Abstract

LYVE-1, a specific marker of lymphatics, is expressed in hepatic sinusoidal endothelium. A previous study revealed that LYVE-1 expression in sinusoidal endothelium was reduced in cirrhosis. However, it is still obscure how LYVE-1 expression in sinusoidal endothelium was reduced during the disease progression. To elucidate whether there were relationships among LYVE-1 attenuation, sinusoidal capillarization, and disease progression, we performed immunohistochemical investigations based on frozen human livers. Frozen liver sections of chronic hepatitis (n = 8), cirrhosis (n = 13), and normal/control liver (n = 10) were examined by immunostaining for lymphatic endothelial markers (LYVE-1 and D2-40) and vascular endothelial markers (CD31 and von Willebrand factor).

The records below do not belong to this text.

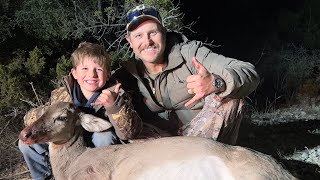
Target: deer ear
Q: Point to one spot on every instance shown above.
(92, 123)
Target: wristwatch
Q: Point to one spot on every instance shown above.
(218, 83)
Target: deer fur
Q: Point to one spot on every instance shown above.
(169, 158)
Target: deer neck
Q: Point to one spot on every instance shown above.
(62, 155)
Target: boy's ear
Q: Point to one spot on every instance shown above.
(74, 73)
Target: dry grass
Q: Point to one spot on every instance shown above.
(12, 165)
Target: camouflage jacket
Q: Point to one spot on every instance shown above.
(122, 116)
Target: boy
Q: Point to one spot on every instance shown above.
(86, 87)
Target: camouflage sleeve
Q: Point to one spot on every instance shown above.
(124, 118)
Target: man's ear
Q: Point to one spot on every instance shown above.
(74, 73)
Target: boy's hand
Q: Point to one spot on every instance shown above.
(107, 97)
(199, 84)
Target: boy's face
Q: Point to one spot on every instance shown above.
(90, 76)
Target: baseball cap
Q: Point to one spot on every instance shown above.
(140, 14)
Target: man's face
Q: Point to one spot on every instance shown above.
(148, 42)
(90, 76)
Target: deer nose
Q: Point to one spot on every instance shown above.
(24, 135)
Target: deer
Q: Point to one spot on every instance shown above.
(166, 158)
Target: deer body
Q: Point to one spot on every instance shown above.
(165, 158)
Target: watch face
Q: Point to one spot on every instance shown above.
(218, 83)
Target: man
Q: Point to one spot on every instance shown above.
(180, 85)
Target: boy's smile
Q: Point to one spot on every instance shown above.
(90, 76)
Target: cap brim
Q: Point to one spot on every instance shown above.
(140, 19)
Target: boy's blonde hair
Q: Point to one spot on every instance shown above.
(95, 51)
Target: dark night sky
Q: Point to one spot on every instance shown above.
(239, 26)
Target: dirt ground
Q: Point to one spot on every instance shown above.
(280, 134)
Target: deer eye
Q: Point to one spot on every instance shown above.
(61, 118)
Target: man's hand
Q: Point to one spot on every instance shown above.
(107, 97)
(199, 84)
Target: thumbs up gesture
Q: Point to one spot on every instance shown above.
(107, 97)
(199, 84)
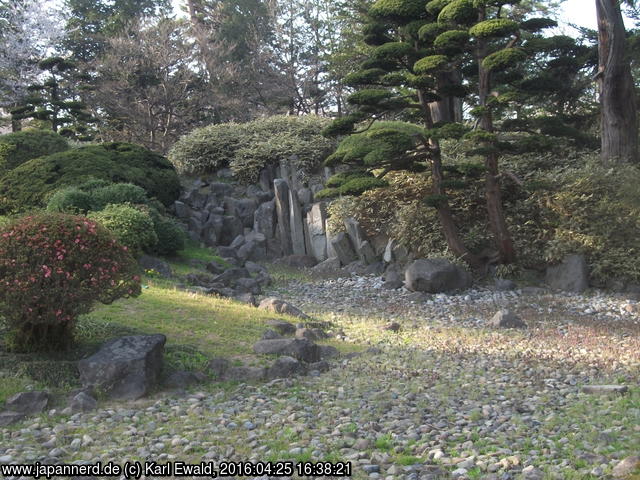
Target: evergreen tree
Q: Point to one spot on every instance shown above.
(426, 58)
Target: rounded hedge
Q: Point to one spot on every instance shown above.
(118, 193)
(248, 147)
(495, 27)
(19, 147)
(132, 227)
(503, 59)
(430, 64)
(459, 12)
(70, 200)
(31, 184)
(53, 268)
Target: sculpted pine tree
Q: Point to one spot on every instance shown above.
(426, 59)
(618, 114)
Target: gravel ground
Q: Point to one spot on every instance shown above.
(444, 397)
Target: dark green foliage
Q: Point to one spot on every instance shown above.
(31, 184)
(132, 227)
(503, 59)
(429, 32)
(118, 193)
(452, 42)
(495, 27)
(537, 24)
(434, 7)
(363, 77)
(398, 10)
(458, 12)
(369, 96)
(171, 237)
(70, 200)
(340, 179)
(19, 147)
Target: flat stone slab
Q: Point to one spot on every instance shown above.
(605, 389)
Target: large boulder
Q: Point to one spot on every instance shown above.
(572, 275)
(302, 349)
(276, 305)
(344, 249)
(125, 368)
(436, 275)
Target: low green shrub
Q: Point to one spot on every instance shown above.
(19, 147)
(248, 147)
(118, 193)
(53, 268)
(70, 200)
(32, 183)
(132, 227)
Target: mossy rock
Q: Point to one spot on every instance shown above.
(452, 42)
(458, 12)
(503, 59)
(32, 183)
(20, 147)
(430, 64)
(494, 28)
(398, 10)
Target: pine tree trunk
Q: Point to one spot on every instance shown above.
(618, 115)
(495, 211)
(445, 217)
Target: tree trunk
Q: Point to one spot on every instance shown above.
(618, 116)
(447, 223)
(495, 211)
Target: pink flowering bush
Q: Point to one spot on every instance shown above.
(54, 267)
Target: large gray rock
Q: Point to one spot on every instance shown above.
(27, 403)
(264, 219)
(276, 305)
(285, 367)
(125, 368)
(344, 250)
(316, 219)
(572, 275)
(296, 224)
(231, 227)
(301, 349)
(283, 213)
(436, 275)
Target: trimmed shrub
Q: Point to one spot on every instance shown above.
(53, 268)
(132, 227)
(32, 183)
(118, 193)
(70, 200)
(19, 147)
(248, 147)
(171, 237)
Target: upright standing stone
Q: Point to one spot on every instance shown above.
(316, 221)
(295, 222)
(344, 250)
(282, 209)
(264, 219)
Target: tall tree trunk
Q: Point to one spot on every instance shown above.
(495, 211)
(618, 115)
(447, 222)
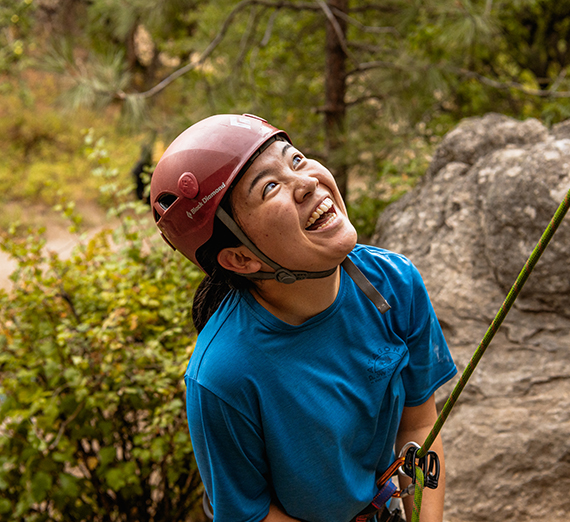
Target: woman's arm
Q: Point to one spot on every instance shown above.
(415, 426)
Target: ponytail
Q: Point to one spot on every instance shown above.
(219, 281)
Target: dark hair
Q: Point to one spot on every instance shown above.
(218, 282)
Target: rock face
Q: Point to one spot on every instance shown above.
(469, 226)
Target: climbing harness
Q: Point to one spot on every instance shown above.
(415, 461)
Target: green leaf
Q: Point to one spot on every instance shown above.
(41, 484)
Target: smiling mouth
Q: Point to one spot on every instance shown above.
(322, 215)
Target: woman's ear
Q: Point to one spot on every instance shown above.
(239, 260)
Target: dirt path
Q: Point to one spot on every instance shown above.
(58, 237)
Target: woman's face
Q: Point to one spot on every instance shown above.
(291, 209)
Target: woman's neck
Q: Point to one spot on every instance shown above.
(297, 302)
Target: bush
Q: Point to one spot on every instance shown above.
(92, 353)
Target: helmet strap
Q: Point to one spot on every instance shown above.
(283, 275)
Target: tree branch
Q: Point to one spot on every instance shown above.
(548, 93)
(337, 29)
(214, 43)
(362, 27)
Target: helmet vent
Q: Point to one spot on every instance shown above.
(166, 200)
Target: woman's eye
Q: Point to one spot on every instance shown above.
(270, 186)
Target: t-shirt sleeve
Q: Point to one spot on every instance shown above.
(229, 451)
(430, 364)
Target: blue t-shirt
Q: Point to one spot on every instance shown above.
(306, 416)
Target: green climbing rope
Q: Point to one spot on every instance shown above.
(487, 338)
(501, 314)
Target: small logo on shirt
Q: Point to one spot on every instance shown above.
(383, 364)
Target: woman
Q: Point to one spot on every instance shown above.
(317, 358)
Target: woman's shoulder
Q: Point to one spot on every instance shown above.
(373, 257)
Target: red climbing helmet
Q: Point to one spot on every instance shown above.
(196, 171)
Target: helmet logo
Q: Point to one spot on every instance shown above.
(188, 185)
(204, 200)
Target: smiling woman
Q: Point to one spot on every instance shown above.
(303, 379)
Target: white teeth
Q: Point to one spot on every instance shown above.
(325, 206)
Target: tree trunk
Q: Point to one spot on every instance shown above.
(335, 90)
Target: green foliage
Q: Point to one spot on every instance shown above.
(15, 23)
(41, 149)
(92, 353)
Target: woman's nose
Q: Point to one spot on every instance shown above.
(306, 185)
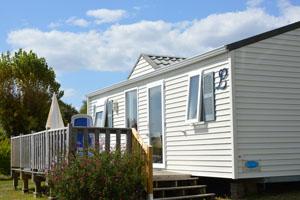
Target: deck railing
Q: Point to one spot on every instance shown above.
(37, 151)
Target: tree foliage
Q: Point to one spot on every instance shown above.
(26, 87)
(67, 111)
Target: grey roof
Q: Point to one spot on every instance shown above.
(158, 61)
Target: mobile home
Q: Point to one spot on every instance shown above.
(233, 112)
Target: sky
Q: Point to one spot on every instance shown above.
(93, 44)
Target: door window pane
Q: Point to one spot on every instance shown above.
(131, 109)
(99, 119)
(110, 114)
(193, 97)
(155, 123)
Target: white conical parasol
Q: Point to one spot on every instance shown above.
(54, 117)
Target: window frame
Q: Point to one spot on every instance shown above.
(199, 102)
(137, 105)
(106, 113)
(101, 108)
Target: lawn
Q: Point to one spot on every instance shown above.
(7, 192)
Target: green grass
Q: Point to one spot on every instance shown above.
(290, 195)
(7, 191)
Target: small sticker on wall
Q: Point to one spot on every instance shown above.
(251, 165)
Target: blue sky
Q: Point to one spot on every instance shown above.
(92, 44)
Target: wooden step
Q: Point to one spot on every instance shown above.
(208, 195)
(179, 187)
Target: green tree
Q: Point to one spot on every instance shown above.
(83, 108)
(26, 87)
(67, 111)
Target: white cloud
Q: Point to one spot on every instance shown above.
(77, 22)
(69, 92)
(254, 3)
(106, 16)
(54, 25)
(117, 47)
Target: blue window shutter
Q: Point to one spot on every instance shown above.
(209, 112)
(109, 114)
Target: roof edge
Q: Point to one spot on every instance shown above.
(262, 36)
(159, 71)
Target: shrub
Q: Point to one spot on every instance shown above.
(4, 155)
(101, 176)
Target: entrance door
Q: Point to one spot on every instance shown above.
(156, 124)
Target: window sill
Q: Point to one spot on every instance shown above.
(196, 123)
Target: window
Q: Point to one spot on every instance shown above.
(109, 109)
(99, 119)
(201, 97)
(131, 109)
(193, 99)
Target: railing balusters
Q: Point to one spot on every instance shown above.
(85, 141)
(118, 140)
(107, 140)
(97, 134)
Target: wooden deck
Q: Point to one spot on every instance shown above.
(34, 154)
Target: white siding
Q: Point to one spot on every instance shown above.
(141, 68)
(267, 96)
(204, 149)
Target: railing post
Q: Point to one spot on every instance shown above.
(21, 151)
(97, 133)
(32, 152)
(70, 141)
(85, 141)
(118, 140)
(107, 140)
(129, 141)
(150, 173)
(47, 163)
(11, 155)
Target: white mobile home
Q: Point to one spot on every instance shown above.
(233, 112)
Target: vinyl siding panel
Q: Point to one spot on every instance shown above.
(141, 68)
(202, 149)
(205, 148)
(267, 97)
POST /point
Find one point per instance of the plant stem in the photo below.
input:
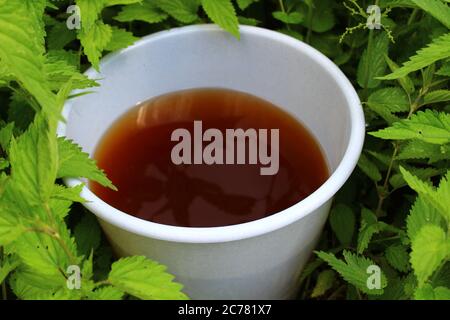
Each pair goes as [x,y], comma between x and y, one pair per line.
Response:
[4,293]
[382,197]
[309,33]
[413,16]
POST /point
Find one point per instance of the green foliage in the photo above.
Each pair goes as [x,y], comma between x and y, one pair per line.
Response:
[399,196]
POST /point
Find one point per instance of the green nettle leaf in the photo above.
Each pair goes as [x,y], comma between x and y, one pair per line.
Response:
[417,149]
[59,36]
[323,18]
[90,11]
[444,70]
[324,283]
[147,12]
[144,279]
[437,96]
[106,293]
[372,63]
[120,39]
[427,292]
[244,4]
[73,162]
[429,126]
[222,13]
[87,234]
[342,221]
[248,21]
[369,168]
[439,199]
[6,134]
[68,194]
[95,40]
[429,249]
[437,9]
[387,101]
[34,162]
[289,18]
[405,82]
[355,270]
[183,10]
[109,3]
[439,49]
[369,227]
[398,257]
[397,180]
[8,264]
[60,72]
[22,51]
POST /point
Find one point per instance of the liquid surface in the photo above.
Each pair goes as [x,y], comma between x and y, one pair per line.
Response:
[135,153]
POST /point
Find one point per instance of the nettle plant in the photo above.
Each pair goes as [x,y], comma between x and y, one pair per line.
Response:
[388,233]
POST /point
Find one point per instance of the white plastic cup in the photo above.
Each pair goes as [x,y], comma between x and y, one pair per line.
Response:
[261,259]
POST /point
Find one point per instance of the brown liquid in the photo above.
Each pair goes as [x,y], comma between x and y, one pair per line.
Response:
[136,155]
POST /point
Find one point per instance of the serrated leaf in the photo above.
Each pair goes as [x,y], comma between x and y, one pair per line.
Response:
[397,180]
[69,194]
[34,162]
[405,82]
[417,149]
[429,249]
[94,41]
[289,18]
[398,257]
[109,3]
[120,39]
[145,279]
[87,234]
[427,292]
[147,11]
[323,17]
[369,227]
[342,221]
[437,9]
[90,11]
[439,49]
[60,72]
[439,199]
[369,168]
[244,4]
[183,10]
[436,97]
[6,133]
[106,293]
[73,162]
[22,51]
[354,270]
[8,264]
[372,63]
[223,14]
[324,283]
[444,70]
[59,36]
[429,126]
[248,21]
[387,101]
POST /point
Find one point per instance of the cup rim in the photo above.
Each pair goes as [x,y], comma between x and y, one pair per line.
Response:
[253,228]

Computer-aided morphometry was applied to obtain objective data. The diseased liver tissues were also examined ultrastructurally. In controls, sinusoidal endothelium was positive for LYVE-1 and CD31, but negative for D2-40 and von Willebrand factor. In chronic hepatitis and cirrhosis, LYVE-1 expression in sinusoidal endothelium was attenuated, especially in areas adjacent to active inflammatory or fibrotic lesions, while von Willebrand factor was reciprocally expressed in sinusoidal endothelium. The morphometric analyses revealed that LYVE-1 positivity in sinusoidal endothelium was significantly (P < 0.0001) decreased in chronic hepatitis and cirrhosis compared to controls and was negatively correlated (Rs = -0.72, P < 0.0001) to von Willebrand factor positivity. Furthermore, LYVE-1 positivity was negatively correlated to inflammatory grade (Rs = -0.51, P = 0.021) and fibrosis severity (Rs = -0.46, P = 0.038). Sinusoidal endothelium in the diseased livers showing LYVE-1 attenuation had lost fenestrations. These findings indicated that LYVE-1 attenuation in sinusoidal endothelium was one of the manifestations of capillarization, and was associated with hepatic disease progression.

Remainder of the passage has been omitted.